Business Secretary Alok Sharma yesterday announced a deal between Oxford University and AstraZeneca which could see millions of vaccines available in the UK by September
WHAT IS THE DIFFERENCE BETWEEN VACCINES CREATED BY OXFORD AND IMPERIAL COLLEGE?
The science behind both vaccine attempts hinges on recreating the ‘spike’ proteins that are found all over the outside of the COVID-19 viruses.
Both will attempt to recreate or mimic these spikes inside the body. The difference between the two is how they achieve this effect.
Imperial College London will try to deliver genetic material (RNA) from the coronavirus which programs cells inside the patient’s body to recreate the spike proteins. It will transport the RNA inside liquid droplets injected into the bloodstream.
The team at the University of Oxford, on the other hand, will genetically engineer a virus to look like the coronavirus – to have the same spike proteins on the outside – but be unable to cause any infection inside a person.
This virus, weakened by genetic engineering, is a type of virus called an adenovirus, the same as those which cause common colds, that has been taken from chimpanzees.
If the vaccines can successfully mimic the spikes inside a person’s bloodstream, and stimulate the immune system to create special antibodies to attack it, this could train the body to destroy the real coronavirus if they get infected with it in future.
The same process is thought to happen in people who catch COVID-19 for real, but this is far more dangerous – a vaccine will have the same end-point but without causing illness in the process.
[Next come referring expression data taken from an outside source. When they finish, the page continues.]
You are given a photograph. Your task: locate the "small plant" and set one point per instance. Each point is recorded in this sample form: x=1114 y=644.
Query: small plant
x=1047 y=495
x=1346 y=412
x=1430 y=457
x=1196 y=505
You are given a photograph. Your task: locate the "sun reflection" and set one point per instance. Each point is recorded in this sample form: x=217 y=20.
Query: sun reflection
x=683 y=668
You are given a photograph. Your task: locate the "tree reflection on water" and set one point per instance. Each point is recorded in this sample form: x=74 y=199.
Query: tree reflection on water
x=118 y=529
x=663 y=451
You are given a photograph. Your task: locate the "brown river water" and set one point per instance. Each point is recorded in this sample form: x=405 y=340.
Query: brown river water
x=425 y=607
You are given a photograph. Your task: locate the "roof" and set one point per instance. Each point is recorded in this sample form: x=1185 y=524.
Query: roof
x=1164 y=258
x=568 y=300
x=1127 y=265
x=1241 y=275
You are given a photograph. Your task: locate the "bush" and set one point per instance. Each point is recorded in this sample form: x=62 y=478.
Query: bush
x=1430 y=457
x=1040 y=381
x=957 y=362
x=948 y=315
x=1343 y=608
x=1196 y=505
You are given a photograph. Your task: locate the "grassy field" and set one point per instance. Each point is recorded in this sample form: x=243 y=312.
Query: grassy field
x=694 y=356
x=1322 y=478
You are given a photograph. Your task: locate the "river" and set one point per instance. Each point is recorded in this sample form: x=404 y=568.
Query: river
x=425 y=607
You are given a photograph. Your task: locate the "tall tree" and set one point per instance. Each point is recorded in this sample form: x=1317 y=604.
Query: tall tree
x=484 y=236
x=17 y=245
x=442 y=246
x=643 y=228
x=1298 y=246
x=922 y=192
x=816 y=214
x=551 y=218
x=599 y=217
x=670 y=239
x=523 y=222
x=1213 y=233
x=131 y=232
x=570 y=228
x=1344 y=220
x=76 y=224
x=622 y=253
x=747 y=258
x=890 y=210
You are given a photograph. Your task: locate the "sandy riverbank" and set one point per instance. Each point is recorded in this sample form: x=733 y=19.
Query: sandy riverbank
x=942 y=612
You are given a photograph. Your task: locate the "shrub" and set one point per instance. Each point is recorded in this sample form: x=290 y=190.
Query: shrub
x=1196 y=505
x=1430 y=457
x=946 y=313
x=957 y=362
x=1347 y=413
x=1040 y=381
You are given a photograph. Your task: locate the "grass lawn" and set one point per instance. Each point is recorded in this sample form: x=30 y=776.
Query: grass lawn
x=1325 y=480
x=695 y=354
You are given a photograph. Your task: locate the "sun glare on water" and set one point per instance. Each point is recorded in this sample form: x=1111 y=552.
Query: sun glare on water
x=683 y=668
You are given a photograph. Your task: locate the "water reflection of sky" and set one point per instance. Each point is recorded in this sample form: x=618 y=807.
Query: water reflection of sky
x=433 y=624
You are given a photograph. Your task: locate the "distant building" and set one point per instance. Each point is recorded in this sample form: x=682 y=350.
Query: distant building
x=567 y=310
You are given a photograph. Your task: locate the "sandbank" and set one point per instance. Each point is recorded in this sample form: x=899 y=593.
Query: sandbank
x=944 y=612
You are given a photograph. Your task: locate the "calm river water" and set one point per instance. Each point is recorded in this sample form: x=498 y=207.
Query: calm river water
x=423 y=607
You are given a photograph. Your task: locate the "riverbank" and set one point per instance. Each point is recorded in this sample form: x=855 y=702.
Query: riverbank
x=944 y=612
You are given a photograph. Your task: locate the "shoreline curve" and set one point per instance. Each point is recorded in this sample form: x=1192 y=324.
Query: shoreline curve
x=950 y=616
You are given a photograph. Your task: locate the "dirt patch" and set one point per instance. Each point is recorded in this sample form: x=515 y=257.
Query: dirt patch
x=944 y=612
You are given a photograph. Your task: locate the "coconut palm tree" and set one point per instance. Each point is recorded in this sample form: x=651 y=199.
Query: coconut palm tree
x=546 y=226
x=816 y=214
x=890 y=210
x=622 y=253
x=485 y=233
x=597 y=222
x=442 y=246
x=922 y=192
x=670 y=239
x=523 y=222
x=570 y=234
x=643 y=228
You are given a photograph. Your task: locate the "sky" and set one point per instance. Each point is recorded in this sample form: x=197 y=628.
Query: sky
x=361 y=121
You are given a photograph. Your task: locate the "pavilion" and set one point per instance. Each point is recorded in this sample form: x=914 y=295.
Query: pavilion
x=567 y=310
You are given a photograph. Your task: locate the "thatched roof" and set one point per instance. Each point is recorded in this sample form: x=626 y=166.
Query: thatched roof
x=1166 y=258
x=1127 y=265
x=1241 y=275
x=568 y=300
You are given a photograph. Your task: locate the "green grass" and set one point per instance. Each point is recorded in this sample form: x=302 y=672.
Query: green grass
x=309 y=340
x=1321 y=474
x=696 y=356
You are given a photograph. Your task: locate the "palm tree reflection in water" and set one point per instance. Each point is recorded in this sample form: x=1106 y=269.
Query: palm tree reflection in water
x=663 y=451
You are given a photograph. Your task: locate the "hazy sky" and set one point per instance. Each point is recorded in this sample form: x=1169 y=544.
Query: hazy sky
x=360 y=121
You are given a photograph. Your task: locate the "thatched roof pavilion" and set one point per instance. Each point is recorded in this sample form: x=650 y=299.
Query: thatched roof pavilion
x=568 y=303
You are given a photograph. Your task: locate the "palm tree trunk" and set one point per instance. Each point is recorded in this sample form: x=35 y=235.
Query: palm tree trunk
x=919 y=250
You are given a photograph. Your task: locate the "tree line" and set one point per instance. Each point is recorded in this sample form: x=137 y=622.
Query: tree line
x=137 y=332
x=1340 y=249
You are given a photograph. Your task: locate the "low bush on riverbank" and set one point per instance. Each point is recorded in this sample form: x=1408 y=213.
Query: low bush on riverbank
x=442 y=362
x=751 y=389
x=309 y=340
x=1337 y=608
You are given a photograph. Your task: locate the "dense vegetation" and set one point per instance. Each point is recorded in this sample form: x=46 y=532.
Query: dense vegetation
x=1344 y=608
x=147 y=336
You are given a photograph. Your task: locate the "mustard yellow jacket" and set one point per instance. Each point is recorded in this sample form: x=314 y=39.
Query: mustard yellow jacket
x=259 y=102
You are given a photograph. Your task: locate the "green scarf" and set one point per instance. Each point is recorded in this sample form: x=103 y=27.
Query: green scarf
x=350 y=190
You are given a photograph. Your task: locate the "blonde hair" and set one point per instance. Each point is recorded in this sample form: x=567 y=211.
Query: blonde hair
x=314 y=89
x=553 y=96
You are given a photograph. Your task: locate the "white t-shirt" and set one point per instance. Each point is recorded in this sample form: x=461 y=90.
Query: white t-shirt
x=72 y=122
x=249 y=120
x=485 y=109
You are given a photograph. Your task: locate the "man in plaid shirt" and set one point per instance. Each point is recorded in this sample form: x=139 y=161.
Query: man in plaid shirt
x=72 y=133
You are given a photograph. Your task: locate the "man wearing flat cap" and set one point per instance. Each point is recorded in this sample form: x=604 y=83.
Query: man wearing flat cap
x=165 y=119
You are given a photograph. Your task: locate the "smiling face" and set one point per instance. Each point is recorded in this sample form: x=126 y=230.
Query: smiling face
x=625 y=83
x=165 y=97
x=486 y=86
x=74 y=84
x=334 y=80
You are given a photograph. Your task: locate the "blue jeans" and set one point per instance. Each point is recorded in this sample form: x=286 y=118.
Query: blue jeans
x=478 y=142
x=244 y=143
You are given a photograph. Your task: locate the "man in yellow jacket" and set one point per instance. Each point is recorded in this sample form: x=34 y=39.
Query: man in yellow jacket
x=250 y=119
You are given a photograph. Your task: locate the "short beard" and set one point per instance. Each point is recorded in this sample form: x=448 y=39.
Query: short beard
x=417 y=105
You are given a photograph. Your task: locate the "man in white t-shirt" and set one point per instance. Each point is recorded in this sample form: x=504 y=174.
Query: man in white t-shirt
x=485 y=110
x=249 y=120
The vaccine’ limitations were revealed when the full trial results were published last week.
They also show three of the six vaccinated monkeys began breathing more rapidly than normal after becoming infected, making them clinically ill.
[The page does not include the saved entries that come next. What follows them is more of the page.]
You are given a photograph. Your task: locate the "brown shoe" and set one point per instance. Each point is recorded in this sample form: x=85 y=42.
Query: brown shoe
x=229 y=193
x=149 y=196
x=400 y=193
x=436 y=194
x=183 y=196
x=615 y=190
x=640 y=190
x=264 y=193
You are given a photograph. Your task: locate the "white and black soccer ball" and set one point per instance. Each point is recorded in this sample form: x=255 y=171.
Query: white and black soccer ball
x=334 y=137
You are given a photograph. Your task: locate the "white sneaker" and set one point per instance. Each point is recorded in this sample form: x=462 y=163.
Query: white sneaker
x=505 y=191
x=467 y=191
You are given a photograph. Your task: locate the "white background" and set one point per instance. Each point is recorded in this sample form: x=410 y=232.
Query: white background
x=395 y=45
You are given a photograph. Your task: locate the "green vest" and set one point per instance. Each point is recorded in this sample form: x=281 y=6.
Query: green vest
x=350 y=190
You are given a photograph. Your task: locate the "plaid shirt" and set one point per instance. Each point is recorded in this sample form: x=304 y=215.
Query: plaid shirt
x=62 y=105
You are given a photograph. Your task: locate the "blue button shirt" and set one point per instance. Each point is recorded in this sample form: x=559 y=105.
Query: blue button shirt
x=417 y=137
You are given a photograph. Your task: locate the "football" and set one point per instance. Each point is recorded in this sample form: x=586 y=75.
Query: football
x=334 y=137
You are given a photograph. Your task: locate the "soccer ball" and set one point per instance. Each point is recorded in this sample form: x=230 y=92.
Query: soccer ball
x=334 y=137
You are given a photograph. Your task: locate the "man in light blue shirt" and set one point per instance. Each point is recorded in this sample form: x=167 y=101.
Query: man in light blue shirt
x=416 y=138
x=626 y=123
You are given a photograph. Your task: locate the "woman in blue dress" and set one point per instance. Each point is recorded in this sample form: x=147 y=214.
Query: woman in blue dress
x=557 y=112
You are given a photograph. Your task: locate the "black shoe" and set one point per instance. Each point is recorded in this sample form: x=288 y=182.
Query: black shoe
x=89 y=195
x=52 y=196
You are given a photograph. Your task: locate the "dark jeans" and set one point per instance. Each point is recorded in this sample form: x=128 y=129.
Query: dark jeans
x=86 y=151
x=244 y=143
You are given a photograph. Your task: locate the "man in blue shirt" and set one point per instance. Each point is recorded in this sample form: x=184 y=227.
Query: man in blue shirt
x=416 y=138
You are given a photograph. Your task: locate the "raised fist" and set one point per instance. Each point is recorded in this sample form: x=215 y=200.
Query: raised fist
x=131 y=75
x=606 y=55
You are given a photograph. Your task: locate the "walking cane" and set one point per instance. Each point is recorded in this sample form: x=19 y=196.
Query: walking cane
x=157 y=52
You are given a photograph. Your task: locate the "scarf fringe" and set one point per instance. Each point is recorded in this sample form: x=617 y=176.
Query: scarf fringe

However, none developed damage to the lungs. This was seen in two of the monkeys that did not get the vaccine.
Dr Haseltine added: ‘It is crystal clear that the vaccine did not provide sterilising immunity to the virus challenge, the gold standard for any vaccine.
‘It may provide partial protection.’
The vaccine entered its first human clinical trial last month. As many as 1,110 people across Oxford, Southampton, London and Bristol are taking part. Half are receiving the vaccine while the others are given a control.
The government announced a further £65.5million investment in the Oxford vaccine trials yesterday.
Business Secretary Alok Sharma has praised the vaccine, saying yesterday: ‘The speed with which Oxford University has designed and organised these complex trials is genuinely unprecedented.
‘This new money will help mass produce the Oxford vaccine so that if current trials are successful we have dosages to start vaccinating the UK population straight away.
‘The UK will be the first to get access and we can also ensure that in addition to supporting people here, we are able to make the vaccine available to developing countries at the lowest possible cost.’
Imperial College London is also working on a vaccine to stop coronavirus, which it says aims to trigger a rapid immune response using the ‘spike’ protein on the virus surface.
It has received more than £20 million in funding so far.
Six drugs for treating coronavirus are currently in clinical trials worldwide.
China has four potential vaccines in clinical trials at present, three of which have entered stage two.
Trials of one vaccine developed by Beijing-based company Sinovac Biotech in April appeared to arrest the development of Covid-19 in monkeys.
However, it used a Sars-Cov-2 virus, whereas the Oxford vaccine uses a weakened version of adenovirus (common cold) that causes infections in chimpanzees, with the coronavirus spike protein added to it.
Sinovac Biotech has secured land and loans for it to develop a facility to mass produce any effective vaccine.
The company has previously been involved in developing vaccines for hepatitis A, hepatitis B and H1N1 influenza.